I am a beginner in C++ and I have a doubt. If I have a code like this:

int* f(int n){               //global

int* arr = new int[n];
for(int i=0;i<n;i++)
arr[i]=i;

return arr;
}

void main() {

int n;
scanf("%d",&n);


int* arr1 = new int;  //or should I write just int* arr1; ?
arr1 = f(n);

delete [] arr1;  // or just delete arr1;
}

The question is should I delete arr1 as array or not since I declared it as pointer to int? The code doesn't make much sense but it is good as an example. I know there are a lot of similar question but I could not find the exact answer to my question.

Was it helpful?

Solution

If the allocation was made with new <type>[n] then the deallocation must be made with delete [].

All that counts when determining the correct form of delete is the form of new that was used in the allocation.

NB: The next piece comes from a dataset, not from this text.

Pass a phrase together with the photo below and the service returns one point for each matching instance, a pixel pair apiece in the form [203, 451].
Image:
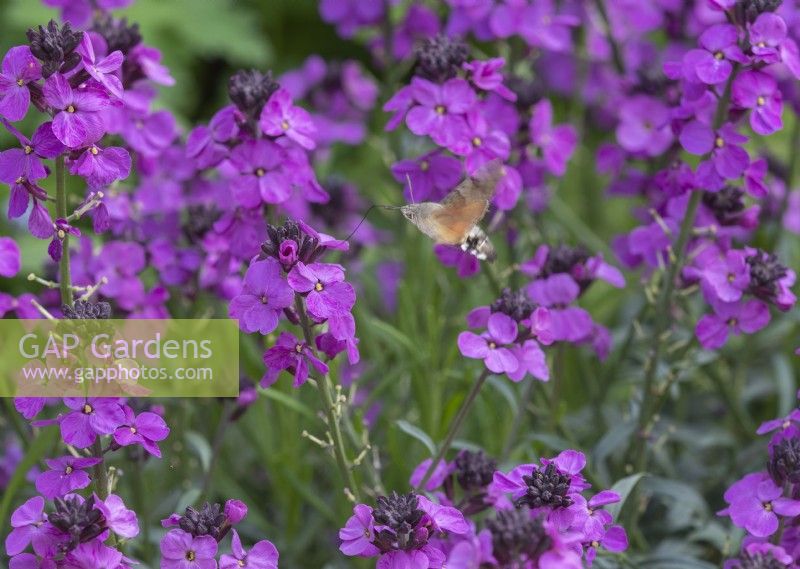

In your main function, you leak memory. You initialize arr1 with a call to new and then immediately overwrite that value with the new pointer returned by the call to f(). The call to new from main is simply wrong and should be removed. Write it simply like this:

int* arr1 = f(n);

And your main should be

int main()

OTHER TIPS

Write

int* arr1 = f(n);

and later

delete[] arr1;

the array object is allocated in f(), and delete deletes it. The pointer itself can not be deleted, just the object(array) it points to.